Ruths Augen verengten sich so, daß der sechseckige Fleck in ihrem rechten Auge nicht mehr zu sehen war. »Sie haben wieder geheiratet«, sagte sie tonlos. Es war ihre Vorlesestimme, eigenartig ausdruckslos.
»Bitte verzeihen Sie mir«, sagte Muriel Reardon.
»Was ist daraus geworden, daß Sie für den Rest Ihres jämmerlichen Lebens Witwe bleiben wollten?« fragte Ruth.
»Bitte …«, sagte Mrs. Reardon.
Mr. Reardon wühlte in der Tasche seines Sportsakkos und förderte schließlich ein Sortiment handbeschriebener Karteikärtchen zutage. Er schien eine bestimmte Karte zu suchen, konnte sie aber nicht finden. Unverzagt begann er, den Text von irgendeiner anderen Karte abzulesen. »›Denn der Tod ist der Sünde Sold‹«, las er, »›aber die Gabe Gottes ist das ewige Leben …‹«
»Doch nicht diesen Spruch!« rief Mrs. Reardon. »Lies ihr den über die Vergebung vor!«
»Ich vergebe Ihnen nicht«, erklärte Ruth. »Was Sie zu mir gesagt haben, war gehässig, grausam und falsch.«
»›Aber fleischlich gesinnt sein ist der Tod, und geistlich gesinnt sein ist Leben und Friede‹«, las Mr. Reardon von einem anderen Kärtchen ab. Obwohl auch das nicht das Zitat war, das er suchte, fühlte er sich verpflichtet, die Quelle zu nennen. »Das ist aus dem Paulusbrief an die Römer.«
»Du und deine Römer«, fuhr Mrs. Reardon ihn an.
»Der nächste!« rief Ruth, denn der nächste Leser in der Schlange hatte allen Grund, ungeduldig zu werden.
»Ich werde Ihnen nie verzeihen, daß Sie mir nicht verzeihen!« rief Muriel Reardon mit recht unchristlichem Gift in der Stimme.
»Scheiß auf Sie und Ihre beiden Männer!« rief Ruth ihr nach, als ihr neuer Mann sie mit Mühe wegführte.
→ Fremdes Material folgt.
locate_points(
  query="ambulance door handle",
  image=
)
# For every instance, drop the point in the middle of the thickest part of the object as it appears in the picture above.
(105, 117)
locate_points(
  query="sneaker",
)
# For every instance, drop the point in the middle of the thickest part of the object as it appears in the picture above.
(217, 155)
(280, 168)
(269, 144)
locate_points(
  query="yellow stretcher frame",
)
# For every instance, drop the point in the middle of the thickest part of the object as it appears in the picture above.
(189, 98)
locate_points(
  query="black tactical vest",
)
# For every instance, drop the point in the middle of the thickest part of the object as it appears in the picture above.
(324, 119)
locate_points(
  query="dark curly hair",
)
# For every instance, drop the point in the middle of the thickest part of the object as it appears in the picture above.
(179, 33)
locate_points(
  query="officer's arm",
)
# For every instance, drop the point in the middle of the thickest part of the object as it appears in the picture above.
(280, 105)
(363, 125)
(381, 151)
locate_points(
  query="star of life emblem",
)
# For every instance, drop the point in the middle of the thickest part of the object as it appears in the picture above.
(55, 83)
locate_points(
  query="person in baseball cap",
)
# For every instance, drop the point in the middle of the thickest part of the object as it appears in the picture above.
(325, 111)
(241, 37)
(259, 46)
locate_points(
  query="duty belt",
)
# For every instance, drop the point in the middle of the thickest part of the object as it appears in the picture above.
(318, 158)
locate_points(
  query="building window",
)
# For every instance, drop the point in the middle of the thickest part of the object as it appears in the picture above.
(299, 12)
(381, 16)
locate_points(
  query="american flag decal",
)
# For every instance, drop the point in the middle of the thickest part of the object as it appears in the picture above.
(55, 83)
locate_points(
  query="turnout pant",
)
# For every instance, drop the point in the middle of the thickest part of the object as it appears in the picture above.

Er steckte die Bibelzitate wieder in seine Sakkotasche, bis auf eines. Vielleicht war es der Spruch, den er gesucht hatte, aber das würde wohl nie jemand erfahren.
Harry hatte sich schon gedacht, daß der etwas entsetzt dreinblickende Mann, der neben Ruth Cole saß, ihr holländischer Verleger war. Ruth lächelte Maarten an – ein Lächeln, das Harry an Ruth noch nicht gesehen hatte, das er aber ganz richtig als Zeichen ihres wiedergewonnenen Selbstvertrauens deutete. Und es bewies wirklich, daß ein Teil ihres alten Selbstbewußtseins noch intakt war, als sie jetzt wieder in die Welt zurückkehrte.
»Wer war denn diese dumme Kuh?« fragte Maarten.
»Ach, nicht der Rede wert«, antwortete Ruth. Sie hielt mitten beim Signieren inne und sah sich neugierig um, als wollte sie plötzlich wissen, wer ihre lieblose Bemerkung mitbekommen hatte – alle ihre lieblosen Bemerkungen. (War es Brecht, der gesagt hat, daß wir unseren Feinden früher oder später immer ähnlicher werden?